Senior Vice President, International Regulatory Affairs & Antitrust, U.S. Chamber of Commerce
March 22, 2022
Last year, the U.S. led in yet another key measure of economic strength: mergers and acquisitions. The combined value of those deals soared to $2.5 trillion in 2021, accounting for nearly half of the $5.8 trillion in deals globally and almost double the U.S. total from 2020.
While headlines often center around larger acquisitions, the lesser-known deals make up the vast majority of proposed transactions and are vital to our economic system as they provide entrepreneurs a way to grow their company or realize the value they built through hard work and ingenuity. After selling a company, entrepreneurs often turn around and start new companies.
Equally important, a vibrant mergers and acquisitions market reflects a dynamic overall U.S. economy and allows American companies to compete globally with China and many other markets now presenting formidable competitive challenges.
The Myth of Overconcentration
Yet the administration is increasingly skeptical of the value mergers play. Last summer it issued an executive order built around the false premise that the U.S. economy is suffering from overconcentration despite unmistakable evidence to the contrary. And a few weeks ago, the Department of Justice and the Federal Trade Commission moved swiftly to withdrawal the agencies’ merger guidelines suggesting permissive merger review has resulted in “illegal mergers.”
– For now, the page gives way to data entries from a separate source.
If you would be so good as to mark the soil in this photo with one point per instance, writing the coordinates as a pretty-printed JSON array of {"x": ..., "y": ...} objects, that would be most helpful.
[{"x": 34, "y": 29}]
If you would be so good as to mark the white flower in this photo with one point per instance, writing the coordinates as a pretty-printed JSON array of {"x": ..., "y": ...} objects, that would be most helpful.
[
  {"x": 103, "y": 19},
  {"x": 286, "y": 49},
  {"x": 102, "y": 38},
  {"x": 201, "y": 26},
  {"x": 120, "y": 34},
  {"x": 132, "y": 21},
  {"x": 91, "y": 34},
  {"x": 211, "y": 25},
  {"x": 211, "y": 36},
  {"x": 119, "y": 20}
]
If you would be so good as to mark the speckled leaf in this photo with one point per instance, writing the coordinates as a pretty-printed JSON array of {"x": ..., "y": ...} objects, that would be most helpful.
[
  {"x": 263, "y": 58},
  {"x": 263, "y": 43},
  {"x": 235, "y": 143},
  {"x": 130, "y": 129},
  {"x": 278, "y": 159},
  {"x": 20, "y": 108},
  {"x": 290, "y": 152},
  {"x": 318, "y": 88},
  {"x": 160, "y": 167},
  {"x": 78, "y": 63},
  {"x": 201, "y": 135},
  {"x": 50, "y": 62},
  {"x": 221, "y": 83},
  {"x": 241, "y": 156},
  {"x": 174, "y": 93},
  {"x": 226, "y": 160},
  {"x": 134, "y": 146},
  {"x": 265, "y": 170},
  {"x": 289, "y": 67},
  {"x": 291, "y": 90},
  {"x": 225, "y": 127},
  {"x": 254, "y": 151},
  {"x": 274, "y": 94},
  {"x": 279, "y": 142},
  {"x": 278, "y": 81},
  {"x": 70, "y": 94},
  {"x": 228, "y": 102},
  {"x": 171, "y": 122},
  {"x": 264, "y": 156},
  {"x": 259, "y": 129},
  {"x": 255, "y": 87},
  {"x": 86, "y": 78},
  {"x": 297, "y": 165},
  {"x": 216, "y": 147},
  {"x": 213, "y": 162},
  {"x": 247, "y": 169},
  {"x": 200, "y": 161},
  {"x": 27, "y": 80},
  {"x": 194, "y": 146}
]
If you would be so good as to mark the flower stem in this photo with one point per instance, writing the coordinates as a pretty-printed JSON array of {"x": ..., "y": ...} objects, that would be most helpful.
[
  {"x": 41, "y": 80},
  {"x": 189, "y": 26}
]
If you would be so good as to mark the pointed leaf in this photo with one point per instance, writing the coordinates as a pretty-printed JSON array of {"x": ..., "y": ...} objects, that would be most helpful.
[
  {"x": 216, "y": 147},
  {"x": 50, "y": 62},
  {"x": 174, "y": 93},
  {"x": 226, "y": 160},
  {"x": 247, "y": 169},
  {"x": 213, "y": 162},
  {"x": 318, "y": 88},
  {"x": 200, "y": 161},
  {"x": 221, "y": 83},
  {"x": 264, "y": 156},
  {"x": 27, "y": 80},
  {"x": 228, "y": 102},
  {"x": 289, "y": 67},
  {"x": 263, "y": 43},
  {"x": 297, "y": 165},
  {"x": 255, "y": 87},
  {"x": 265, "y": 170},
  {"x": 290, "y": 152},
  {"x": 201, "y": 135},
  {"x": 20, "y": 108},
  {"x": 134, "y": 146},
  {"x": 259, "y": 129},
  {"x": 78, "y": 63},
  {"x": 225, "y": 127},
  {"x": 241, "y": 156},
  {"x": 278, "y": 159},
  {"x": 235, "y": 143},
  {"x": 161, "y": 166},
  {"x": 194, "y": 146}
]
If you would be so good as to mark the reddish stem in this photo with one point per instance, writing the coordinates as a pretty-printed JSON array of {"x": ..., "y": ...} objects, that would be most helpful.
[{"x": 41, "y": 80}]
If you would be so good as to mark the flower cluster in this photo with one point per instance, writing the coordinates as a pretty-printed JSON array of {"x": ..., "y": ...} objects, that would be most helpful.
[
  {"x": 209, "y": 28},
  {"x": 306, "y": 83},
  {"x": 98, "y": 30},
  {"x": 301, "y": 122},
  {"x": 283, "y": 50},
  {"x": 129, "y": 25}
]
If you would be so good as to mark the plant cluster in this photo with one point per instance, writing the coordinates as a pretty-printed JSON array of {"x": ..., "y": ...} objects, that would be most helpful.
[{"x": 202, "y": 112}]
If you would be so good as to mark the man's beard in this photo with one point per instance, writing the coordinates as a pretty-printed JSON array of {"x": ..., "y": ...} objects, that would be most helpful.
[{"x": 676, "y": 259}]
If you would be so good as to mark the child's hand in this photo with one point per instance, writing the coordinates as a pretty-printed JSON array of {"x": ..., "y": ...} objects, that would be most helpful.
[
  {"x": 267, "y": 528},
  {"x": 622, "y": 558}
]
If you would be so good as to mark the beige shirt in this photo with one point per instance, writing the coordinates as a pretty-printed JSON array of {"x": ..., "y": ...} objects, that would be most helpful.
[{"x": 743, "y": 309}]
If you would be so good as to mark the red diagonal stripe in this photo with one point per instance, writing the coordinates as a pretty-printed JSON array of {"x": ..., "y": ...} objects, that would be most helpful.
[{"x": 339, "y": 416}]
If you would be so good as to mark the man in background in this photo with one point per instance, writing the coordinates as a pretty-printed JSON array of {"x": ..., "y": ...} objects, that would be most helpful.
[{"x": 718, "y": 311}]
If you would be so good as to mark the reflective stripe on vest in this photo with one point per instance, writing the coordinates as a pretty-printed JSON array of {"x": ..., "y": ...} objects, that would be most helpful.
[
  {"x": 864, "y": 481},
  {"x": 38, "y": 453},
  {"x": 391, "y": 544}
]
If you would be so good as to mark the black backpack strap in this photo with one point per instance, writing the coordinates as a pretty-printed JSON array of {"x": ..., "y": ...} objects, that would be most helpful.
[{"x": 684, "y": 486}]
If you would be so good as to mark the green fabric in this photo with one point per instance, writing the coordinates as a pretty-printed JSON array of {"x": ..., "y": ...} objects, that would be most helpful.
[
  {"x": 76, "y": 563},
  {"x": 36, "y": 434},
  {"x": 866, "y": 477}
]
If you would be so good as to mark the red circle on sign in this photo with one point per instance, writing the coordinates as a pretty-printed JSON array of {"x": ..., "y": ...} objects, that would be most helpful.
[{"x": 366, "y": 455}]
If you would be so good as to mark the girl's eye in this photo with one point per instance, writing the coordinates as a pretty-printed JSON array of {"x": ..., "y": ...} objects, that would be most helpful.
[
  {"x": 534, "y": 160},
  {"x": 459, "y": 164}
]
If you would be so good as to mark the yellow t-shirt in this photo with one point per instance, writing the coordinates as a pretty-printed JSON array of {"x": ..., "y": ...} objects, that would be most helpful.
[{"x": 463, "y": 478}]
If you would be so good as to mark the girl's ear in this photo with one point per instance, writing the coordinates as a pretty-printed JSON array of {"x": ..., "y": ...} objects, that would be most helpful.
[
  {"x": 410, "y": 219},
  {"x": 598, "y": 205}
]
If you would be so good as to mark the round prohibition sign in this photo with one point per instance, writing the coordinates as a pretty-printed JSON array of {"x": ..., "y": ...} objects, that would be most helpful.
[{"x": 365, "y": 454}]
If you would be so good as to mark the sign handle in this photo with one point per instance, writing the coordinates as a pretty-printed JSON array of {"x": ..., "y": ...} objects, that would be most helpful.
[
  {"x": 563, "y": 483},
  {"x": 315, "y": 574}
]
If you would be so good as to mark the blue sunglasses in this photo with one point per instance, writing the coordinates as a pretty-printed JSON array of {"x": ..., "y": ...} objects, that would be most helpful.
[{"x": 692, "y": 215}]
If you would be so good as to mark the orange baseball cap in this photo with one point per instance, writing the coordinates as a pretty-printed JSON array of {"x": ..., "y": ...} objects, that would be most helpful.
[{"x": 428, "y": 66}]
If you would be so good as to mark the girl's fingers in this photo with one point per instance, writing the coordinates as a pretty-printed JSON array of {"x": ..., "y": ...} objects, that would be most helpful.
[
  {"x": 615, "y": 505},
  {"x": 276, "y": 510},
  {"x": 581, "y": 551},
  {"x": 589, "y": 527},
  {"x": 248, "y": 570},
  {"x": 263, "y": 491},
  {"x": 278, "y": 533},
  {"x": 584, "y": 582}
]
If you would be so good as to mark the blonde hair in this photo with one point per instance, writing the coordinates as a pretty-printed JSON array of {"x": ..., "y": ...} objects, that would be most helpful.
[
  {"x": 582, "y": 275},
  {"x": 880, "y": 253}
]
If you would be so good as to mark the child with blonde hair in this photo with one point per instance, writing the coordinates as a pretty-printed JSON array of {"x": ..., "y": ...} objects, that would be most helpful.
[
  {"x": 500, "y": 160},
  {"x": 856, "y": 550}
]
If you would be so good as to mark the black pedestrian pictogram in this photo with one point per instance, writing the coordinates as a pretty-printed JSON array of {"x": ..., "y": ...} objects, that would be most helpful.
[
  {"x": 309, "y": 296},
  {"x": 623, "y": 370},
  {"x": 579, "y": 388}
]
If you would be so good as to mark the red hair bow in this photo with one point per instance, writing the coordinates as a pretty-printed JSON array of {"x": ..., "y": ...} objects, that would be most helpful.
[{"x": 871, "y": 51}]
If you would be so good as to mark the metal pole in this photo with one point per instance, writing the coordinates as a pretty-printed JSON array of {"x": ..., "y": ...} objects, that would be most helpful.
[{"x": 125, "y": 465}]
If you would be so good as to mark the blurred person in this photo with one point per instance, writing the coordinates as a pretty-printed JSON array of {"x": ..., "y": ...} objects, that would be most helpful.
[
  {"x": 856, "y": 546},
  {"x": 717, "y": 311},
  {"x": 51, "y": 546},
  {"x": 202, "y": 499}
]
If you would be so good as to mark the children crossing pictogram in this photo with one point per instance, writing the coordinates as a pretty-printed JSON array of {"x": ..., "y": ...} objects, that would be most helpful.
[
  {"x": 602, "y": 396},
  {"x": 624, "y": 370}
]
Adding to the uncertainty, the Federal Trade Commission under Chair Lina Khan has blatantly blown past statutorily deadlines and issued warning letters to merging parties telling them that their transaction remains under review and that they should merge at their own risk. She has also used a “zombie” vote—vote cast by a former Commissioner before leaving office—to reinstate a defunct policy that requires merging parties to obtain prior approval on future deals.
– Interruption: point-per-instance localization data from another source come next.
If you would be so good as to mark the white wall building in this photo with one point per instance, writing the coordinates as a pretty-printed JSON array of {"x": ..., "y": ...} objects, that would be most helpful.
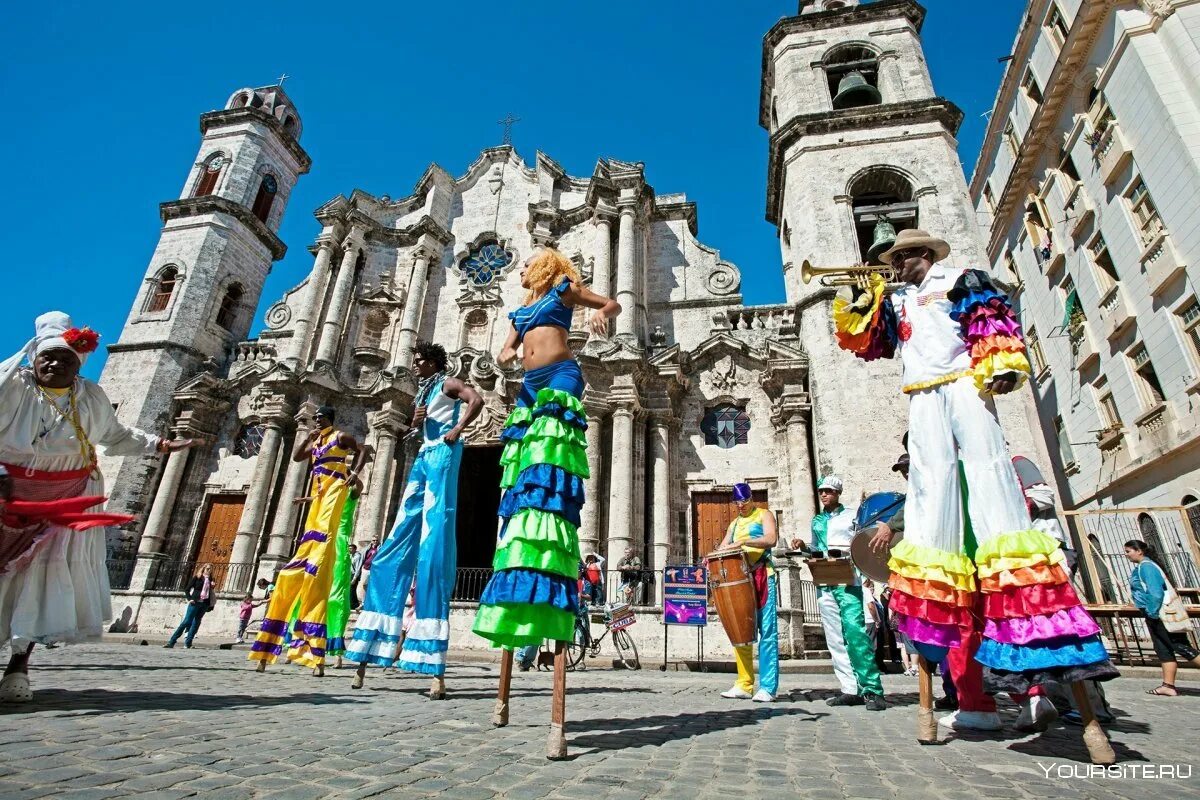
[{"x": 1087, "y": 188}]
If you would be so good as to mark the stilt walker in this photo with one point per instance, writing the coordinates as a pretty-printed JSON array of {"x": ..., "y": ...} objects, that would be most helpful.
[
  {"x": 424, "y": 540},
  {"x": 961, "y": 343},
  {"x": 304, "y": 583},
  {"x": 533, "y": 593}
]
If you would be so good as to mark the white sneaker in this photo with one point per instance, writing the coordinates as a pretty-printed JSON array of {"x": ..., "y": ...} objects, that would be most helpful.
[
  {"x": 971, "y": 721},
  {"x": 15, "y": 689}
]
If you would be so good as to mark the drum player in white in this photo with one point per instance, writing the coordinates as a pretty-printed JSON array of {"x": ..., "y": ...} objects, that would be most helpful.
[{"x": 841, "y": 608}]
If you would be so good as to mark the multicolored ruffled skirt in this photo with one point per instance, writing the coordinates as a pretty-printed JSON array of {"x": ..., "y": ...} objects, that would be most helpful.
[
  {"x": 533, "y": 594},
  {"x": 1035, "y": 629}
]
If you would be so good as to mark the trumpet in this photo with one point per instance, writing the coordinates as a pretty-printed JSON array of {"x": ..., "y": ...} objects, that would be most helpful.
[{"x": 845, "y": 276}]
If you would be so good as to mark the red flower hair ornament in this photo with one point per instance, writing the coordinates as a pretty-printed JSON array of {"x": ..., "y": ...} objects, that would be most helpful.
[{"x": 82, "y": 340}]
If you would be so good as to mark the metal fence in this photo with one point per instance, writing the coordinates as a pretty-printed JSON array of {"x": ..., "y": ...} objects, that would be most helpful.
[
  {"x": 1103, "y": 534},
  {"x": 174, "y": 576}
]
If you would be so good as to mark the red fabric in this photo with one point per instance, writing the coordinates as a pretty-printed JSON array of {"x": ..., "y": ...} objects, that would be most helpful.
[
  {"x": 1029, "y": 601},
  {"x": 967, "y": 674}
]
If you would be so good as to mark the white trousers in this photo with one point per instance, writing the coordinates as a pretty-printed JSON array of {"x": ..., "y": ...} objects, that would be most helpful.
[
  {"x": 831, "y": 620},
  {"x": 946, "y": 425}
]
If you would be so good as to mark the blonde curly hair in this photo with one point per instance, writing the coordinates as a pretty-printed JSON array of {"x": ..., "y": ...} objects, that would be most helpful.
[{"x": 545, "y": 270}]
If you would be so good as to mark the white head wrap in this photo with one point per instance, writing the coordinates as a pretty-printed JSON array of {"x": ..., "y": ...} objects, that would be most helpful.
[{"x": 48, "y": 330}]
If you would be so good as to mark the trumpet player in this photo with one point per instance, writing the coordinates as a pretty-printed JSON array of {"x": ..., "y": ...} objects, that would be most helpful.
[{"x": 960, "y": 343}]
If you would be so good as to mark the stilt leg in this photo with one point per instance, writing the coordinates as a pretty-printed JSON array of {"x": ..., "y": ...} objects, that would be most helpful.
[
  {"x": 1097, "y": 743},
  {"x": 927, "y": 726},
  {"x": 501, "y": 715},
  {"x": 556, "y": 745}
]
Staff are being directed to ask questions of merging parties and gather information that is beyond the scope of merger law. Further, gamesmanship is being used to run out the clock on time-sensitive mergers by refusing to engage with the merging parties over what remedies might be acceptable. These tactics signal hostility towards proposed deals and create mass uncertainty – the mortal enemy of business and markets.
A Successful Track Record
But the facts around mergers are stubborn ones. Proposed mergers must be notified to the government and are presumed lawful. In a typical year, more than 2,000 transactions are notified for review. Of these, less than 3% trigger a more in-depth review, meaning most proposed mergers do not present any real concerns. In the last 20 years, the government has challenged 780 mergers and won 769 of these challenges. That means the government has a 98.5% success rate when challenging a proposed merger.
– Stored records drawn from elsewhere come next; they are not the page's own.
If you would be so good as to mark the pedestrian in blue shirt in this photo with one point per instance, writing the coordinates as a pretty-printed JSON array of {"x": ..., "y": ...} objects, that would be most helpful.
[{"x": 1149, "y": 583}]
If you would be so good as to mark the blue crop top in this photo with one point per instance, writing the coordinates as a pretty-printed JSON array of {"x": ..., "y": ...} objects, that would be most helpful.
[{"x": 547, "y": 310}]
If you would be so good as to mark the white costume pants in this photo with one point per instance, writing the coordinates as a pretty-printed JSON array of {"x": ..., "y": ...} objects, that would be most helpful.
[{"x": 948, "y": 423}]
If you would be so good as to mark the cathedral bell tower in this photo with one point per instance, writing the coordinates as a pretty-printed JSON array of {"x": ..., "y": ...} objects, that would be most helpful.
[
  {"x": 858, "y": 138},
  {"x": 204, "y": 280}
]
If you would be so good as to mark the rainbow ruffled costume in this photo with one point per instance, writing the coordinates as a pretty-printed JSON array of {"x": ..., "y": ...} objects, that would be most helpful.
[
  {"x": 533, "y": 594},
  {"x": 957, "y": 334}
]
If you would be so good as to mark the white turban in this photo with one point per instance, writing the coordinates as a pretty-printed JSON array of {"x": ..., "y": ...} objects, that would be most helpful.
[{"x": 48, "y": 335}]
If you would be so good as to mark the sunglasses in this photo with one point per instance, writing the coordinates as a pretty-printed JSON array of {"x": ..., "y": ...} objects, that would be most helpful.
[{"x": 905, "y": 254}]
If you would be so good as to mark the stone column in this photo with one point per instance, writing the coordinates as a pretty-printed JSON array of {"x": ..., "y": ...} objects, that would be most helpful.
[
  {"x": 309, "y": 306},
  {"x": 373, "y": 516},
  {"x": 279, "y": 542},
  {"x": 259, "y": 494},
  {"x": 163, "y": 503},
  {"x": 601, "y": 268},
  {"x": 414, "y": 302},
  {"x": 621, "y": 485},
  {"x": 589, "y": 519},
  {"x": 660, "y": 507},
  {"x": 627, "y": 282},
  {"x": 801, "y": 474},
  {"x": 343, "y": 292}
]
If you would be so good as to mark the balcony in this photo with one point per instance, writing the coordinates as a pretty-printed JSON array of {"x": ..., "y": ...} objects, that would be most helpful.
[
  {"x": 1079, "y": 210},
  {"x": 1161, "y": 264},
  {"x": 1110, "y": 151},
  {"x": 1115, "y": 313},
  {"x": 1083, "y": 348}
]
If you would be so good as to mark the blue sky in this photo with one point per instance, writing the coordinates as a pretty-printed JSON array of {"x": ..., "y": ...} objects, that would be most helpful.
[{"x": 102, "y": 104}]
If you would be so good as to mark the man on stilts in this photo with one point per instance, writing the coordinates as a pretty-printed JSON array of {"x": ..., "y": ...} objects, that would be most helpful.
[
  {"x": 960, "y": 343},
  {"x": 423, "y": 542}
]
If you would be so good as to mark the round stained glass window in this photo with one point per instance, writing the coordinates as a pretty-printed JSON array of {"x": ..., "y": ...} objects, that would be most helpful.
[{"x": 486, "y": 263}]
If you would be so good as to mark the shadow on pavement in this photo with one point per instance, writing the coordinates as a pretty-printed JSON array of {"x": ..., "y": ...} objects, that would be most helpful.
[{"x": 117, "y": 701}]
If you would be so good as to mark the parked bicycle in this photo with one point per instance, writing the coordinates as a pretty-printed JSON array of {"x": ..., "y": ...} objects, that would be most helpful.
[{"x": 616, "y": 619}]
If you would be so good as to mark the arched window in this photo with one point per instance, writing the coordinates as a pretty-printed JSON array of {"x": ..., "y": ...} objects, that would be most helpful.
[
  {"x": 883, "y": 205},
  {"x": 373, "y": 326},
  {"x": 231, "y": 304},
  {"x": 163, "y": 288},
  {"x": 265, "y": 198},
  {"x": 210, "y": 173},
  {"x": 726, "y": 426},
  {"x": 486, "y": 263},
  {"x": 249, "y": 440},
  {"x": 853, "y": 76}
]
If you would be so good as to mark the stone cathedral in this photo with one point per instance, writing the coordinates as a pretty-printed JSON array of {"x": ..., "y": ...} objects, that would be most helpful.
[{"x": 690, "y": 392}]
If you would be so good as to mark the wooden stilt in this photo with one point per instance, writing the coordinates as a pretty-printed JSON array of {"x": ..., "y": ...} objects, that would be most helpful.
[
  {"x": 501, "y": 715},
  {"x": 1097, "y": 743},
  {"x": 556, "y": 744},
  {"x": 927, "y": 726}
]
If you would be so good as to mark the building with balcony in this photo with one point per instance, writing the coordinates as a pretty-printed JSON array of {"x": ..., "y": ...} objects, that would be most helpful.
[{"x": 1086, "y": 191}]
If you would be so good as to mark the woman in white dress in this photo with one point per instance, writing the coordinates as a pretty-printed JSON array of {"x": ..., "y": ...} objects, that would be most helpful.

Given its successful track record, the Department of Justice and the Federal Trade Commission clearly enjoy the upper hand. When they decide to challenge a transaction, they have proven their ability to seek concessions or block the deal all together. However, instead of acknowledging a strong and bipartisan track record of enforcement, the agencies are now planning to overhaul merger guidelines to tilt the playing field further in the government’s favor.
Tough merger review that follows a predictable process and adheres to merger statutes and case law is one thing, but it is completely out of bounds to twist merger review to completely remake the U.S. economy, one transaction at a time.
Left unchecked, government overreach will slow innovation, deteriorate the dynamism of the American economy, and give American entrepreneurs fewer choices to start, grow, or sell their companies in a hyper-competitive global marketplace.